Labour MPs have said Starmer’s speech proves the party are “ready to win” after he repeatedly distanced himself from the Corbyn era and said the party needed to “get serious” after their 2019 election defeat.

Speaking to PoliticsHome after the conference set piece, shadow health secretary Jonathan Ashworth said the speech was the “finest” a Labour leader has given at conference for 10 years.

“I think Keir can leave this conference with his head held high and with a party united behind him,” he said.

Ashworth believed it showed the party was changing. "This is a radically different party," he continued. "I’ve seen this party in different guises but this is a radically different party and it is changing because it wants to win.”

Starmer was repeatedly heckled during the speech by activists who expressed their support for Jeremy Corbyn, called for the party to back a £15-an-hour minimum wage, and held up coloured paper to “give Starmer the red card”.

But responding to the group, Ashworth said there was a “few squawks here and there” that were “rather underwhelming”.Shadow Northern Ireland Secretary Louise Haigh said Starmer “knocked it out the park” and it was “clear the whole room absolutely loved it”.

“It was the sound of a party absolutely united.”

Responding to the hecklers, she said they were a “tiny tiny minority, and they know where the door is”.

David Lammy, the Shadow Justice Secretary, said Starmer set out a “bold, ambitious plan” that he hadn’t seen from the Labour Party “in many years”.

Speaking immediately after the speech, he told PoliticsHome: “The public will be left with a real sense of the man and frankly it’s the man I know: bright, intelligent, honest, and full of integrity. 

“The speech exuded that, frankly, and it spoke to the issues of the time, too: our education system, our care system, patriotism, our military.”

He said the speech was a “turning point” in that it “re-orientated the party towards the general public and their concerns.”

On the handful of hecklers, he said: “There are some in this hall who can’t come along for the ride and I say to them: look, think about winning – that’s what we want to do.”

Former Labour leader Ed Miliband left the hall giving the thumbs up and said it was a “great speech”. Ex-interim leader Harriet Harman said the speech had been an important step in Starmer’s efforts to “reset” the party.

She said: “I thought it was an excellent speech. It was purposeful and it was hopeful, and it really made sense why he’s in politics and it resonated with where the country needs to go.”

Messages on the threat the Conservatives pose to the union, as well as his pledge to clean up politics, will resonate with the public, she suggested.

“He’s shown he’s prepared to have rows here if it’s for a purpose and he won’t shrink in taking the party in the direction he thinks it needs to go,” Harman added.
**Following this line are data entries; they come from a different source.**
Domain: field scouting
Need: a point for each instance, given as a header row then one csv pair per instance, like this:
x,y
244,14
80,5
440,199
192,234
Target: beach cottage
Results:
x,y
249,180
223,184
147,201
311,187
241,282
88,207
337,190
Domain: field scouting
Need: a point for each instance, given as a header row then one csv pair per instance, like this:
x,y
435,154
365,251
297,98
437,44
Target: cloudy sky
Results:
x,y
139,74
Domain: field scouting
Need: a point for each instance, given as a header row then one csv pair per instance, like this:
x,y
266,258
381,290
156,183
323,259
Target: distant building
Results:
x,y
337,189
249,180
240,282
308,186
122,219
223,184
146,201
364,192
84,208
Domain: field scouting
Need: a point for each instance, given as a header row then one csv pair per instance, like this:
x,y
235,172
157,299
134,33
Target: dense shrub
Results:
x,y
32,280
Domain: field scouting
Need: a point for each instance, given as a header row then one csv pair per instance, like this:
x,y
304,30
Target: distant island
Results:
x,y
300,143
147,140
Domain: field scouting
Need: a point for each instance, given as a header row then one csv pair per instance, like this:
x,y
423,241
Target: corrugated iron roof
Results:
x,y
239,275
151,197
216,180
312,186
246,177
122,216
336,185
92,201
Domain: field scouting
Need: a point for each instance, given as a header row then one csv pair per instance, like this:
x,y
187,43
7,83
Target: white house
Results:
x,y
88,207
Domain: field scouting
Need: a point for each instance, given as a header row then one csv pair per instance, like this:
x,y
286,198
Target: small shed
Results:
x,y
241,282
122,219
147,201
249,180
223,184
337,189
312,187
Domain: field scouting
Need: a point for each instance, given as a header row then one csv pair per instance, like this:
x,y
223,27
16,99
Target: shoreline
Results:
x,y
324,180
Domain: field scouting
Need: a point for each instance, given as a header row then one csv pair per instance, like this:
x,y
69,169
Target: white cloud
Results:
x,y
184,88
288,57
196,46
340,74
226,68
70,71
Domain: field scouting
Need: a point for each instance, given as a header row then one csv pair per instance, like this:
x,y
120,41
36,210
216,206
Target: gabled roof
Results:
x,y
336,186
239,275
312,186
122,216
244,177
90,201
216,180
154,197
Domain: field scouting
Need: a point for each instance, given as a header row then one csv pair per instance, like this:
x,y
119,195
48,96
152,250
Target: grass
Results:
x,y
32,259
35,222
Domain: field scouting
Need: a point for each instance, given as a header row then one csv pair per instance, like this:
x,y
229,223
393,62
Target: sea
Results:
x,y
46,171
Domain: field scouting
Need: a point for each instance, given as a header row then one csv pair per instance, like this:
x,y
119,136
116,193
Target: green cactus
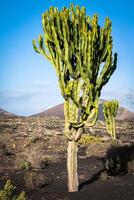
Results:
x,y
110,110
76,46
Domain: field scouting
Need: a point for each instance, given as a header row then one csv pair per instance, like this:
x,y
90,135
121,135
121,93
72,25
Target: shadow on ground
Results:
x,y
119,160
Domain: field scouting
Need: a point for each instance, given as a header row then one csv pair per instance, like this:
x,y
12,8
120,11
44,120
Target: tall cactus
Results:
x,y
110,110
76,46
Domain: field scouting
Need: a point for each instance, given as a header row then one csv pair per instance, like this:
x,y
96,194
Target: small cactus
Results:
x,y
110,110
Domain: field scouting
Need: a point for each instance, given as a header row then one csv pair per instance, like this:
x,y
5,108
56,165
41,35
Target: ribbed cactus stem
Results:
x,y
76,46
110,110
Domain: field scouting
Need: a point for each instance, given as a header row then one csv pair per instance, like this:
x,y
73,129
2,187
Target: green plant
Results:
x,y
8,193
77,46
110,110
87,139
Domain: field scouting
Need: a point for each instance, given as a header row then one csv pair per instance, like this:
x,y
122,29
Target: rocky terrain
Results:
x,y
58,111
33,157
Senior Labour figures said they hoped the speech would help reunite the party following a fractious few days which were at times dominated by party battles over their internal rules.
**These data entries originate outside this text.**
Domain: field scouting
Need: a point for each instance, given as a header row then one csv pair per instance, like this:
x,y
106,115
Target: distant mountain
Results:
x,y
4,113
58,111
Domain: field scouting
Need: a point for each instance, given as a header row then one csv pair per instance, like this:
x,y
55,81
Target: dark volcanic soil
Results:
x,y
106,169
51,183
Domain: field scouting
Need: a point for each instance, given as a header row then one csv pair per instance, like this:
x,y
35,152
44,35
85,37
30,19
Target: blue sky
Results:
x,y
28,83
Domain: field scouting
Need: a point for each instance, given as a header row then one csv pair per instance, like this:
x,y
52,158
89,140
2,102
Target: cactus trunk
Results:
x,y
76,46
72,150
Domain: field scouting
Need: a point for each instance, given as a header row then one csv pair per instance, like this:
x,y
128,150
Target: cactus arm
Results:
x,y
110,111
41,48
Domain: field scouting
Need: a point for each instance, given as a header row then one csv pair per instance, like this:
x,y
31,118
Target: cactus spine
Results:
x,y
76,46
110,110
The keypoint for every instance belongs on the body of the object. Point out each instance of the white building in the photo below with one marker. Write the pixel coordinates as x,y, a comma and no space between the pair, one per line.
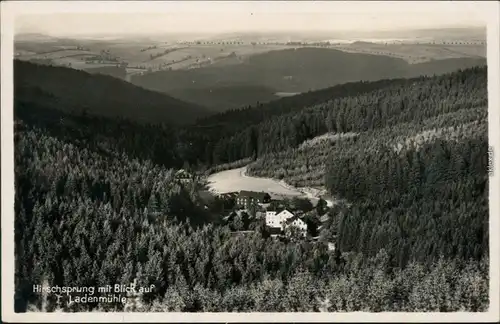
274,219
297,223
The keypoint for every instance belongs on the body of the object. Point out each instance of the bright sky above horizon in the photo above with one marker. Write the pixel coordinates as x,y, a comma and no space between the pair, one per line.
100,17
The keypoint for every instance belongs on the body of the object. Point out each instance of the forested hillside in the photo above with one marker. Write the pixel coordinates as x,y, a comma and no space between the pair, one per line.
290,70
77,91
355,107
97,204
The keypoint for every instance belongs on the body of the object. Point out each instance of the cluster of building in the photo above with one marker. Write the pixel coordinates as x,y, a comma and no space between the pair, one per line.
277,223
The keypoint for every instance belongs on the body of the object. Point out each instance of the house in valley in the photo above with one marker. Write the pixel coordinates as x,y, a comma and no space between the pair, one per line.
245,198
283,220
296,222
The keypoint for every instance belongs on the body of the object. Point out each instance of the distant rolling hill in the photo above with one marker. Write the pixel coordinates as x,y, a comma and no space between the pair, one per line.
291,70
222,98
77,91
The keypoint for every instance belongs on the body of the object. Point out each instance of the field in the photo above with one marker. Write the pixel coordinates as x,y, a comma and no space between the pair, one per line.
417,53
138,54
145,56
236,179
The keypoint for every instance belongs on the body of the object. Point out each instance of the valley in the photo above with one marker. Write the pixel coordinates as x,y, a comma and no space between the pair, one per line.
248,172
225,72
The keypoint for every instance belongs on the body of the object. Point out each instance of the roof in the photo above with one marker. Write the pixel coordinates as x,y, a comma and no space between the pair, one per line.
253,194
292,219
324,218
274,230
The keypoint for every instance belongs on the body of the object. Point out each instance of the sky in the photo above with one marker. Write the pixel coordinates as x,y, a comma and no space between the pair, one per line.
129,17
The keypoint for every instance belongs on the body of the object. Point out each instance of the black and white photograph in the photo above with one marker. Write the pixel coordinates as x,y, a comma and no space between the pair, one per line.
243,161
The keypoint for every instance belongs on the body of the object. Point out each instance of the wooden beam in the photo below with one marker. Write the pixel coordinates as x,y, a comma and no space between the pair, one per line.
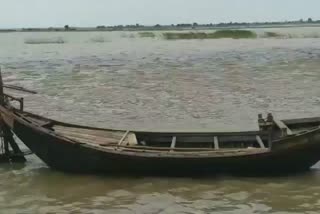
259,140
123,137
173,143
283,127
216,143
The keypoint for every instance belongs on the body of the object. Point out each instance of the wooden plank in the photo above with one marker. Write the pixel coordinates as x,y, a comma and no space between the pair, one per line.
173,143
302,121
216,143
122,139
260,142
283,127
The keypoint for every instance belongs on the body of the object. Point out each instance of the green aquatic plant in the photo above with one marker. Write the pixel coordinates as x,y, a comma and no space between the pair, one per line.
147,34
272,34
234,34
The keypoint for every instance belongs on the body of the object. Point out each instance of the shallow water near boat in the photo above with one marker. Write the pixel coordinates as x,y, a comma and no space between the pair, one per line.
125,81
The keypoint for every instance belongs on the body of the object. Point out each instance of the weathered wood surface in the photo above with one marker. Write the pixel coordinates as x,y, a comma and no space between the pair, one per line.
283,127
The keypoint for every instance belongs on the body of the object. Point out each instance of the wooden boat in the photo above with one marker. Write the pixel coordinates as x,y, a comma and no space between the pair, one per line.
277,147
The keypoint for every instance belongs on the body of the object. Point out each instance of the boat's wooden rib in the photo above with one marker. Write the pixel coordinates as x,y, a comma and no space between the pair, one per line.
173,143
259,140
283,127
123,137
216,142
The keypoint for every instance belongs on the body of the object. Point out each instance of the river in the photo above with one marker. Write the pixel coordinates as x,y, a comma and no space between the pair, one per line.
120,80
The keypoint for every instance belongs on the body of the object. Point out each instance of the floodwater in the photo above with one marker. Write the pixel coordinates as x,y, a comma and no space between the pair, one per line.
118,80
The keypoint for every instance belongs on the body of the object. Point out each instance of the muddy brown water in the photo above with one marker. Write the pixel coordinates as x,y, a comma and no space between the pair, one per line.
118,80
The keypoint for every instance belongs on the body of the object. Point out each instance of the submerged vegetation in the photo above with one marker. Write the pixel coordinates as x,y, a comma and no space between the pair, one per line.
271,34
147,34
233,34
57,40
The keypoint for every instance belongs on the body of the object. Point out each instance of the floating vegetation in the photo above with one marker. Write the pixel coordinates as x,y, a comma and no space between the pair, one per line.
36,41
147,34
233,34
99,39
271,34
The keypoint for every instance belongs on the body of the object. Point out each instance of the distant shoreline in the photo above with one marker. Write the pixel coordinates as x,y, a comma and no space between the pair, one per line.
180,27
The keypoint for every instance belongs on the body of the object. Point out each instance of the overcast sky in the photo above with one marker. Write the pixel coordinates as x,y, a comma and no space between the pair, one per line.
46,13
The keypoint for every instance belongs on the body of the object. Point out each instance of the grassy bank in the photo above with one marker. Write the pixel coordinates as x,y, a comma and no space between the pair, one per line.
233,34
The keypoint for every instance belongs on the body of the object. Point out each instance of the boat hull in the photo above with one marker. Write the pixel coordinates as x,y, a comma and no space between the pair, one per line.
60,154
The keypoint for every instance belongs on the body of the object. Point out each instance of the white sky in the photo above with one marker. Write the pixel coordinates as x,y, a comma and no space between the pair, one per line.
46,13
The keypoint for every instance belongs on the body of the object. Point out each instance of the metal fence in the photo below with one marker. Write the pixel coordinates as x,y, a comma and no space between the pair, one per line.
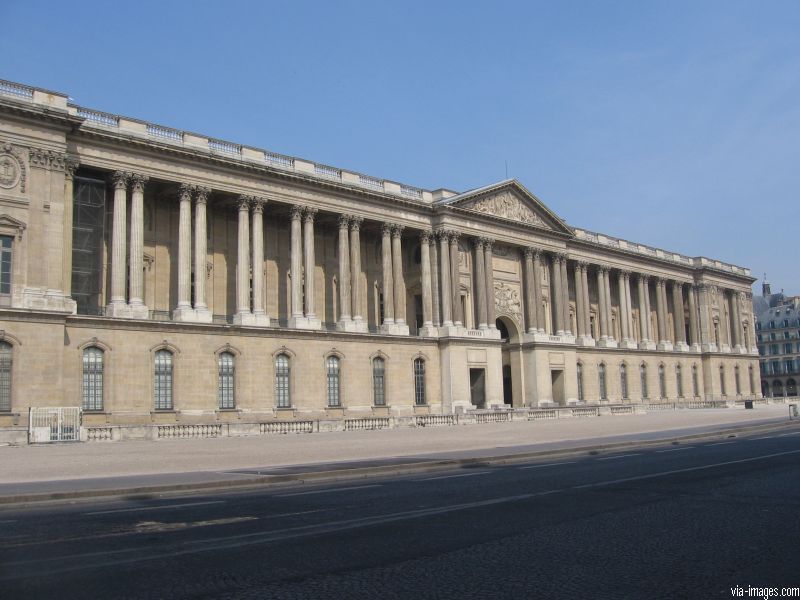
54,424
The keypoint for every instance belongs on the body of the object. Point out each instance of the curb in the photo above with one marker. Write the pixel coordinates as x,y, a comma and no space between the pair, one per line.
376,471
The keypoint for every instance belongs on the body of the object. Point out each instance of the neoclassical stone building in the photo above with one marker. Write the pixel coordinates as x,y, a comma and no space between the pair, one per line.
152,275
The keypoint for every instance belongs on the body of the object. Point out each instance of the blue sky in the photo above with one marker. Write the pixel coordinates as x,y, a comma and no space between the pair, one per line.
675,124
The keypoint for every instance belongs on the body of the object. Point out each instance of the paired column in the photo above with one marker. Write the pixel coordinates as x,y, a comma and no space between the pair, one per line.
480,284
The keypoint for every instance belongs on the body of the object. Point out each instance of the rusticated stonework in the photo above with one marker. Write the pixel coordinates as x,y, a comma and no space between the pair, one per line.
507,206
Davena Rankin, a Unison delegate from Scotland said she hadn’t gone into the speech as a particular fan of Starmer but it had won her over. Her colleague Primjit Sian said the focus on mental health had been important to her as a family friend had recently taken their own life and thought championing that as an issue was impressive.
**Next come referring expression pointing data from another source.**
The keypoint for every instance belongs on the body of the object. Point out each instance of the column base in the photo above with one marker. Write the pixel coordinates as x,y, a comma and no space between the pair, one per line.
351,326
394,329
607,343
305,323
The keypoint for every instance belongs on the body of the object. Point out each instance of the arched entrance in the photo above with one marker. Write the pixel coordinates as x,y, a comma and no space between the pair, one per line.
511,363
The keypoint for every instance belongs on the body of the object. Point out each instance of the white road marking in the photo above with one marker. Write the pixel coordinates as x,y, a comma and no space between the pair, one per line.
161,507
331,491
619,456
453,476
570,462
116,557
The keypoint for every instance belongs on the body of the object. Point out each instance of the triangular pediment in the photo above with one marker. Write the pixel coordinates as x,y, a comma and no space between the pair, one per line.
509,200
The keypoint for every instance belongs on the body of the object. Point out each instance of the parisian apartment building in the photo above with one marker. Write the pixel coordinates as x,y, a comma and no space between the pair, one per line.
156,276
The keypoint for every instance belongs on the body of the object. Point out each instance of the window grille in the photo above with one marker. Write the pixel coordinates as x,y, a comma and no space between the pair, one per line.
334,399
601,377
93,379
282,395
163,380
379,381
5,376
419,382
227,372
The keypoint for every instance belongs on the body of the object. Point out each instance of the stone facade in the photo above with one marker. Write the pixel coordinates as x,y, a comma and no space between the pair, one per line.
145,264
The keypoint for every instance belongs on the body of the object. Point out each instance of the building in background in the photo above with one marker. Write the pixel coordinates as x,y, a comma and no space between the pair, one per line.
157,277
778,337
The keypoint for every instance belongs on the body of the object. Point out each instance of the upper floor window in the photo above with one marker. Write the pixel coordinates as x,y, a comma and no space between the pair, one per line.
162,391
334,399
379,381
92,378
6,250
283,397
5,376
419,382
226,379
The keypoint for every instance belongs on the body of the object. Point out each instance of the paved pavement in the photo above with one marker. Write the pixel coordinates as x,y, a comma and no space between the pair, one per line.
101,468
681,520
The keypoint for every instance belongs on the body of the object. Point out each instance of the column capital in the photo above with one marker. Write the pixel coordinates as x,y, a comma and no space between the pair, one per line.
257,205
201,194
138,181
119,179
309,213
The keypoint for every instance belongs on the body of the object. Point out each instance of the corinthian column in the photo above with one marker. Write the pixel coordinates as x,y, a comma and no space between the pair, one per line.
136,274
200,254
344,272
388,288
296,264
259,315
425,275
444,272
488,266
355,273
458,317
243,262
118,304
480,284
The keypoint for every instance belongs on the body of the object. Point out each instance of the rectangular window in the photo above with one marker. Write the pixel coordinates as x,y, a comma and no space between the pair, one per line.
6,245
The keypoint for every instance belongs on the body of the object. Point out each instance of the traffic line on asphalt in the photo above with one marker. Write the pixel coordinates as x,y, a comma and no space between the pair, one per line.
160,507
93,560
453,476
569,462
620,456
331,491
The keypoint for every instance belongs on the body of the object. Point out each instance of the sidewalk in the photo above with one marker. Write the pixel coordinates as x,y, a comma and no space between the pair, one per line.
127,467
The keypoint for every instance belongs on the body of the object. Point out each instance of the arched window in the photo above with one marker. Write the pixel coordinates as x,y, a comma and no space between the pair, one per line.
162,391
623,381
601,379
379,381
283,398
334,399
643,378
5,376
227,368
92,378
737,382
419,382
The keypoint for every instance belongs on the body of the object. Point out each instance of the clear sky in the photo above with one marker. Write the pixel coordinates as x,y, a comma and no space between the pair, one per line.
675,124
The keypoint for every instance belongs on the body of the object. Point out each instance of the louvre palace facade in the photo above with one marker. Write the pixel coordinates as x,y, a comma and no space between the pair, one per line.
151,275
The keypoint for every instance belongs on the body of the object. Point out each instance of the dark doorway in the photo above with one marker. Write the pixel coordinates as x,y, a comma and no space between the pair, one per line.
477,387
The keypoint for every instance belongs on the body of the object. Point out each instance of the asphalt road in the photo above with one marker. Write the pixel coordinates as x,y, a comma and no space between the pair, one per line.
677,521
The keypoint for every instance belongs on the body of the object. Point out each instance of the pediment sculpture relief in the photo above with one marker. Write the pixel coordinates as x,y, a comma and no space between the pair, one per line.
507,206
But one party member who had joined in with the heckling told PoliticsHome they thought the speech was “absolutely trash”.

“It was boring and completely pointless. Another Blairite in a suit. How can he stand up there and rubbish the reputation of Jeremy Corbyn after he took us so close to winning. It was disgusting.”

Starmer's critics seemed to be in the minority, however. Another member said the “idiots in the audience” who had disrupted the speech “proved exactly why we had to get back to a party that is focussed on winning and not one that is obsessed with slogans and squabbling”.